Преподобный джентльмен потихоньку открывал дверь все шире и шире, а когда, наконец, образовалась такая щель, в которую могло проскользнуть его тощее тело, он шмыгнул в комнату и очень старательно и бесшумно прикрыл за собой дверь. Повернувшись к Сэму, он воздел руки и закатил глаза в знак безграничной скорби, вызванной несчастьем, какое постигло семью, после чего перенес кресло с высокой спинкой в свой старый уголок у камина и, присев на самый краешек, вытащил из кармана коричневый носовой платок и прижал его к своим органам зрения.
Пока разыгрывалась эта сцена, мистер Уэллер-старший сидел, откинувшись на спинку кресла, выпучив глаза и положив руки на колени, всем своим видом выражая безграничное изумление. Сэм, храня глубокое молчание, сидел против него и с живейшим любопытством ждал развязки.
Мистер Стиггинс несколько минут прижимал к глазам коричневый носовой платок и благопристойно стонал, а затем, овладев собой, спрятал его в карман и застегнулся. После этого он помешал угли, а потом потер руки и посмотрел на Сэма.

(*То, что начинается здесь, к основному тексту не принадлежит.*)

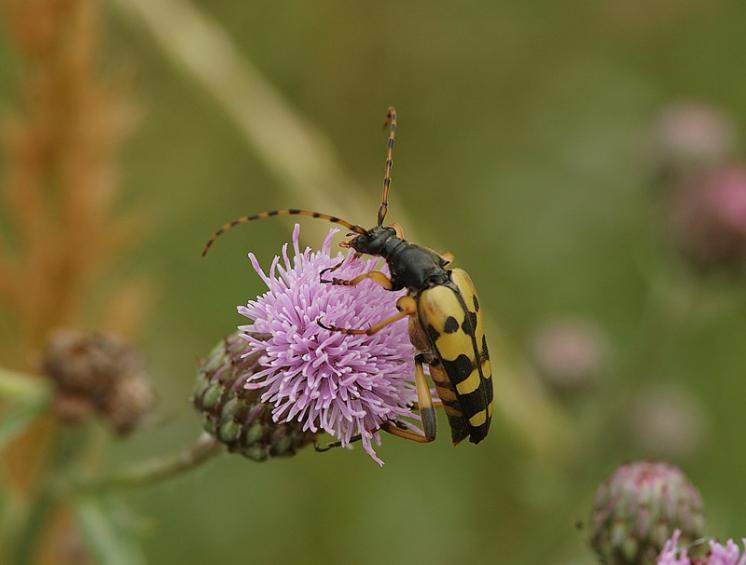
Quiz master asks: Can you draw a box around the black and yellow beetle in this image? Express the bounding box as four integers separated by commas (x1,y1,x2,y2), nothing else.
202,108,492,444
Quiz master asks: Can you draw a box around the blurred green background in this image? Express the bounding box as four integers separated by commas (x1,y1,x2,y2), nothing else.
0,0,746,564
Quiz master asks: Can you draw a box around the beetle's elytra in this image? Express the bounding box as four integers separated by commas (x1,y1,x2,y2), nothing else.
202,107,493,445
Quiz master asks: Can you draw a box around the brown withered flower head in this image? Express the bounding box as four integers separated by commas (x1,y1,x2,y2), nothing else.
42,329,154,435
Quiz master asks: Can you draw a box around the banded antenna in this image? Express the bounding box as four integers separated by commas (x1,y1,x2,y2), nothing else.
378,106,396,227
202,208,368,257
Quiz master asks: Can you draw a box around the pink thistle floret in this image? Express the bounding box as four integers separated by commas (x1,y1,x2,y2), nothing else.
658,530,746,565
238,225,416,464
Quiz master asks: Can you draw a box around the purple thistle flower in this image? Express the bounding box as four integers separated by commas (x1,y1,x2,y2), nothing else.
238,224,417,465
657,530,746,565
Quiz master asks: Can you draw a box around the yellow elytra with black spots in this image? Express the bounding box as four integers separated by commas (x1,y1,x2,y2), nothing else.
417,269,493,443
202,107,492,445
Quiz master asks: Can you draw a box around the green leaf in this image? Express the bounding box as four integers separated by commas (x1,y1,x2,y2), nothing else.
73,496,145,565
0,401,47,451
0,367,51,403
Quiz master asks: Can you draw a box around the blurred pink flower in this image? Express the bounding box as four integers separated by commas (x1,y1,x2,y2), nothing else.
531,319,608,390
628,383,707,458
590,461,704,565
672,167,746,270
658,530,746,565
238,225,416,464
653,102,737,177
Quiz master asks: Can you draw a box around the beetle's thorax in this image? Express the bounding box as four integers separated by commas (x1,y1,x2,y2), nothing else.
352,226,450,291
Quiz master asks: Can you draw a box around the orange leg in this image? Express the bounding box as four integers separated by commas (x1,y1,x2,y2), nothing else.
321,271,394,290
319,253,360,283
317,290,416,334
389,223,404,239
314,360,436,452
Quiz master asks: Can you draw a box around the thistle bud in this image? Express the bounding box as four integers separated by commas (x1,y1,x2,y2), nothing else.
591,462,704,565
42,329,153,435
192,334,317,461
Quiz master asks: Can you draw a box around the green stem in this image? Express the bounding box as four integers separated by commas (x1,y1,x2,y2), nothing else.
80,433,223,491
0,367,52,402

— О мой юный друг, — тихим голосом сказал мистер Стиггинс, нарушая молчание, — какое великое горе!
Сэм слегка кивнул.
— И для сосуда гнева это тоже великое горе, — добавил мистер Стиггинс.
— Сердце у сосуда благодати обливается кровью.
Сын услыхал, как мистер Уэллер пробормотал что-то о том, как бы и нос сосуда благодати не облился кровью, но мистер Стиггинс этого не слышал.
— Не знаете ли вы, молодой человек, — прошептал мистер Стиггинс, придвигая свой стул ближе к Сэму, — не оставила ли она что-нибудь Эммануилу?
— Кто он такой? — спросил Сэм.
— Наша часовня, — пояснил мистер Стиггинс, — наша паства, мистер Сэмюел.
— Она ничего не оставила ни пастве, ни пастырю, ни стаду, — отрезал Сэм, — даже собакам ничего!
Мистер Стиггинс хитро посмотрел на Сэма, бросил взгляд на старого джентльмена, который сидел с закрытыми глазами и казался спящим, потом придвинул стул еще ближе и спросил:
— И мне ничего, мистер Сэмюел?
Сэм покачал головой.
— Я думаю, что она что-нибудь да оставила, — сказал мистер Стиггинс, бледнея, насколько мог он побледнеть. — Вспомните, мистер Сэмюел! Может быть, какой-нибудь маленький сувенир?
— На то, что она вам оставила, не купишь даже такого старого зонта, как ваш, — отвечал Сэм.